What are the three tools you can’t live without for your business?
Instagram, Shopify, and SMS. Luckily, I utilized Instagram early on; right around the time, it was purchased by Facebook. This gave our brand a platform with massive organic reach for about four years before Instagram (Facebook) started to mess with the algorithms and monetize the platform, which is slowly messing up the authenticity of the platform… I watched the same thing happen with Facebook back in the day. Facebook was an amazing platform for brands until they started optimizing the platform for monetization, making it a pay-to-play platform.
All social media have a similar story, they start off small with authentic reach and not much advertising, and then slowly turn the platforms into a marketing channel for anyone willing to pay more. We are currently trying to identify the next “Instagram”, so we can get in early, it could be Tik-Tok, but we are not convinced yet. My advice would be to try and identify the next big social media channel and get in early. You have about 3–5 years before the platform starts to monetize its user base at which point it not only skyrockets in accessibility for businesses, but users begin to tune out their advertising.
In the broader consumer landscape, what macro trends are ASRV riding?
1. The ever-growing popularity of fitness, health, and mindset.
2. The male consumer purchasing power in fashion.

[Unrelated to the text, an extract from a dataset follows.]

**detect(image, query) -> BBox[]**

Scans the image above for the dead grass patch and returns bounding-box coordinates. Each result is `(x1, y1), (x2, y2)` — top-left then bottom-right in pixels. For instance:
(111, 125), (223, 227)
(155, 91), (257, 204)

3. The casual dress-codes being more common in daywear and workwear.
4. The faster-paced lifestyles we all live, apparel must be versatile & fashionable.
What unique angle or niche has ASRV pioneered?
ASRV has a very unique angle on the market. We focus our attention on streetwear fashion trends integrated into activewear & the fast-growing textile technology industry. We spend the majority of our time trend spotting streetwear fashion from around the world & integrate that into our designs, without compromising the functionality of our apparel.
The other interesting thing happening in the textile industry is rapid integration of technology, which is really just getting started, so the leaps in textile innovation are huge. Consumers have not wanted or needed technology in their clothing until recently. LuluLemon pioneered this industry by proving that the consumer is willing to pay a lot more for active/lifestyle clothing that has high-quality materials and use-threshold technology for the longevity of the product.
ASRV is also at the forefront of bringing military and industrial textile technologies into the consumer space. For example, we just partnered with Kevlar® from Dupont as the first consumer brand to integrate Kevlar® into our fabrics. With the consumer’s interest in technical products becoming bigger each year, ASRV is truly creating the future of apparel.